Runter geputzt, eingeschüchtert und schikaniert

Während einige Kollegen vor versammelter Mannschaft runter geputzt („Bist du eigentlich blöd? Wie kann man nur so bescheuert sein?“), eingeschüchtert und schikaniert würden, würden andere bevorzugt und teilweise vom Dienst freigestellt, während sich der Rest des Ensembles auf das nächste Stück vorbereite. Da dürfe dann auch schon mal einer der Bevorzugten beim weniger attraktiven Weihnachtsmärchen aussetzen, um in der Zeit Texte oder Lieder für die Puppensitzung zu schreiben, für die er dann zusätzlich bezahlt werde, berichten Insider.

Auch das Verhältnis der Intendantin zur Werkstattleitung sei schon seit einigen Jahren belastet. „Die zur Klärung angedachte Mediation fand sich wieder in einer für alle Beschäftigten verpflichtenden Teambildungs-Maßnahme, die im vergangen Jahr leider in einem Fiasko ihren unprofessionellen Abschluss fand.“ Stattdessen hat Kemmerling den Schreinern, die für Bühnenaufbauten und Kulissen zuständig sind, per schriftlicher Dienstanweisung untersagt, das Haus zu den Zeiten zu betreten, wenn dort die Puppenspieler tätig sind.

Schwangerschaft als Vertrauensbruch bezeichnet

Ein ähnliches Bild zeige sich in der Verwaltung der Puppenspiele, wo man laut Brief „die vielen Kündigungen junger, sympathischer und qualifizierter Kolleginnen sehr bekümmert zur Kenntnis nehmen“ musste. Einer Mitarbeiterin, die schwanger geworden war, sei dies vor Zeugen von Kemmerling mit den Worten „Du hattest mir doch versprochen, nicht schwanger zu werden“ als Vertrauensbruch zum Vorwurf gemacht worden. Überhaupt schwebe ein genereller Vorwurf „undankbar zu sein“ über allem. Der Brief bezeugt Äußerungen wie „Ihr wisst ja gar nicht, wie gut es ihr habt“ oder „Wem das hier nicht passt, der kann ja bei Aldi an der Kasse arbeiten.“

Intendantin Frauke Kemmerling wollte auf Anfrage nichts zu den Vorwürfen sagen: „Es ist ein laufender Prozess, zu dem ich mich gegenwärtig nicht äußern möchte.“ Sie will die Gespräche abwarten, betonte aber, dass es auch ein Loyalitätsschreiben von elf Kollegen gäbe, das ihr Stellvertreter Udo Müller im Kulturamt abgegeben habe.

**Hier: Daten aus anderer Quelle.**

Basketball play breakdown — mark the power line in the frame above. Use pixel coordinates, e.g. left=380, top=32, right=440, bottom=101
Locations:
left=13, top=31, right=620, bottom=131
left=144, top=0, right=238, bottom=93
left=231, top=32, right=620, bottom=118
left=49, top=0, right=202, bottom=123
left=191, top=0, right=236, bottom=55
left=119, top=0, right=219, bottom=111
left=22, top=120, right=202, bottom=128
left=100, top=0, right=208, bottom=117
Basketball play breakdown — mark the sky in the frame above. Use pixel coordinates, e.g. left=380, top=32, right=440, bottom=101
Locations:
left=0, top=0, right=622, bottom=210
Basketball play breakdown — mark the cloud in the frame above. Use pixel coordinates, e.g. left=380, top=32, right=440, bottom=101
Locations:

Die Betroffenen wollen von der Stadt Taten sehen

Auch seitens der Stadt will man sich noch nicht zu dem Knatsch am Eisenmarkt äußern. Die Kulturdezernentin kümmere sich darum, heißt es. „Da setzen wir erst einmal auf Gespräche. Und hoffen, somit Lösungen zu finden. Das hat in anderen Situationen ja auch funktioniert“, so Stadtsprecherin Inge Schürmann. Doch den Glauben an das gesprochene Wort hat die Mehrheit in und um Knollendorf verloren: „Die Zeit der Worte und des Geredes ist vorbei. Wir wollen Taten sehen“, sagen einige Ensemble-Mitglieder vor dem Termin mit Laugwitz-Aulbach.